Mancano ormai pochi giorni all’inizio del Masters 1000 e dello Slam più improbabili di sempre, quelli che la USTA, la Federtennis Americana, ha voluto cocciutamente organizzare anche in mezzo alle grandissime difficoltà causate dall’epidemia di COVID-19. A partire da sabato 15 agosto i tennisti hanno iniziato ad arrivare nella “bolla” di Flushing Meadows dove si giocheranno uno dopo l’altro prima il Western&Southern Open, torneo combined normalmente di scena a Cincinnati, e lo US Open.
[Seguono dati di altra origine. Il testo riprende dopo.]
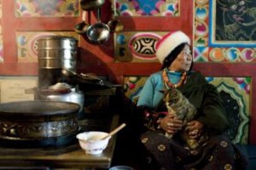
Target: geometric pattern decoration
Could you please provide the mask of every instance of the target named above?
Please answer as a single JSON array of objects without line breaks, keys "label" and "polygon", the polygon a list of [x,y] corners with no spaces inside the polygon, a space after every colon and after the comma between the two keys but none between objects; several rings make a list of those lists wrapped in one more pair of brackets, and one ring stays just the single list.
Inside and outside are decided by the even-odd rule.
[{"label": "geometric pattern decoration", "polygon": [[[124,101],[132,111],[140,93],[148,77],[124,77]],[[209,83],[216,87],[224,103],[226,116],[232,128],[224,134],[234,143],[247,144],[249,127],[250,77],[206,77]]]},{"label": "geometric pattern decoration", "polygon": [[74,32],[17,32],[18,62],[37,62],[37,40],[49,35],[69,36],[79,40]]},{"label": "geometric pattern decoration", "polygon": [[4,49],[2,42],[2,0],[0,0],[0,62],[4,62]]},{"label": "geometric pattern decoration", "polygon": [[256,1],[195,0],[194,7],[195,61],[256,61]]},{"label": "geometric pattern decoration", "polygon": [[166,32],[122,32],[114,33],[114,59],[116,61],[158,62],[156,45]]},{"label": "geometric pattern decoration", "polygon": [[[114,2],[114,0],[113,0]],[[116,0],[116,7],[124,16],[179,16],[179,0]]]},{"label": "geometric pattern decoration", "polygon": [[16,17],[78,17],[79,0],[16,0]]}]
All’incirca il 90% degli atleti sono già entrati nella bolla – ha detto il Direttore del Torneo Stacey Allaster, che è anche direttore esecutivo del tennis professionistico per la USTA – quelli che parteciperanno alla competizione in sedia a rotelle, che comincia più tardi, arriveranno più avanti, e si tratta di circa una ventina di giocatori. Abbiamo altri venti tennisti in arrivo oggi e poi c’è un piccolo numero di doppisti che non sono riusciti ad entrare in tabellone a Cincinnati ma giocheranno lo US Open che si uniranno a noi tra qualche giorno. La maggior parte è comunque già all’interno del nostro ambiente controllato”.
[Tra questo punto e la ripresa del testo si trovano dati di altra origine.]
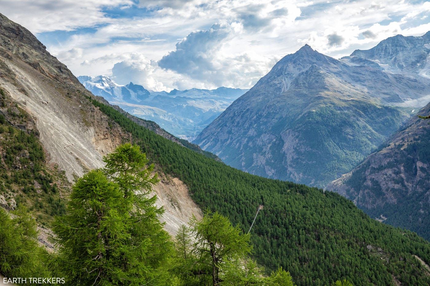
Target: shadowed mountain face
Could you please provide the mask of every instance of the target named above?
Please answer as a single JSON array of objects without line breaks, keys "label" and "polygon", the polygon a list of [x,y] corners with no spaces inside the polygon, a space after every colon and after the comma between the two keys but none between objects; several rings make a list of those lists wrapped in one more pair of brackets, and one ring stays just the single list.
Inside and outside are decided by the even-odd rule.
[{"label": "shadowed mountain face", "polygon": [[[430,115],[430,103],[419,114]],[[327,186],[372,217],[430,240],[430,120],[414,116],[384,148]]]},{"label": "shadowed mountain face", "polygon": [[305,45],[194,142],[252,173],[323,186],[406,121],[410,110],[396,106],[430,94],[428,79],[385,72],[372,63],[348,64]]},{"label": "shadowed mountain face", "polygon": [[132,82],[117,84],[108,77],[79,76],[94,94],[138,117],[153,120],[167,131],[191,140],[248,90],[221,87],[209,90],[149,91]]}]

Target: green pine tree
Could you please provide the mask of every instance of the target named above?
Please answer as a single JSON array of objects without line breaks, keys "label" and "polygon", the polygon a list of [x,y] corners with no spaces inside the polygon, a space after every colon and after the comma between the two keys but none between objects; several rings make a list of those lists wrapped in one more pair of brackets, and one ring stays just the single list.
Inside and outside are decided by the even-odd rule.
[{"label": "green pine tree", "polygon": [[122,145],[72,188],[66,214],[53,230],[53,265],[71,285],[169,284],[172,243],[148,197],[153,167],[138,147]]},{"label": "green pine tree", "polygon": [[49,277],[41,259],[46,251],[37,243],[36,221],[23,207],[12,214],[13,219],[0,208],[0,273],[9,278]]}]

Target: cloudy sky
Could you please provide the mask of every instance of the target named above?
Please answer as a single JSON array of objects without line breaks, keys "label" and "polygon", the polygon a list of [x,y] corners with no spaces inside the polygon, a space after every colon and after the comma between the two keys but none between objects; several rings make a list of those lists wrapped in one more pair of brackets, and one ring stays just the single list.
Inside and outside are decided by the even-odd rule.
[{"label": "cloudy sky", "polygon": [[336,58],[430,30],[408,0],[0,0],[76,76],[153,90],[249,88],[305,43]]}]

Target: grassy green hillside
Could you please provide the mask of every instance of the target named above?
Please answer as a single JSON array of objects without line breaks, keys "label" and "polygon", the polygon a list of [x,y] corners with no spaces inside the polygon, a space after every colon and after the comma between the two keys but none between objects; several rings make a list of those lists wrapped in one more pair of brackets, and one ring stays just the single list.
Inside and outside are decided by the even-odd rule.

Si tratta di 350 giocatori, più gli accompagnatori che non possono essere più di tre per atleta, che passeranno i prossimi giorni fino alla loro eliminazione dallo US Open nella “bolla” costituita dal Billie Jean King National Tennis Center di Flushing Meadows, l’albergo ufficiale del Marriott Long Island o quello secondario del Garden City e la relativa transportation. Un ristretto numero di tennisti ha scelto di alloggiare in una casa privata affittata per l’occasione che sarà sorvegliata dalla sicurezza della USTA e costituirà una propria mini bolla a sé stante.

 

Ogni persona che soggiornerà nelle case private sarà considerata come Tier 1, sottoposta ai test come tale e non potrà entrare e uscire dalla bolla. Nel caso in cui tutti gli ospitati della casa avranno lasciato l’edificio e saranno andati al National Tennis Center, sarà possibile avere personale di servizio per effettuare le pulizie o fornire aiuto domestico – ha precisato Allaster – che non verrà mai in contatto con le persone del Tier 1, dovrà portare la mascherina tutto il tempo ma non sarà sottoposto a test”.

In altre parole, se qualcuno dei giocatori volesse un cuoco o una bambinaia presenti nella casa privata mentre ci sono anche loro, queste persone dovranno far parte del Tier 1, dovranno rimanere nella bolla per tutto il tempo e lasciare la casa andando quindi al National Tennis Center nel caso in cui ci sia del personale delle pulizie che entra a sistemare l’alloggio durante l’assenza del giocatore.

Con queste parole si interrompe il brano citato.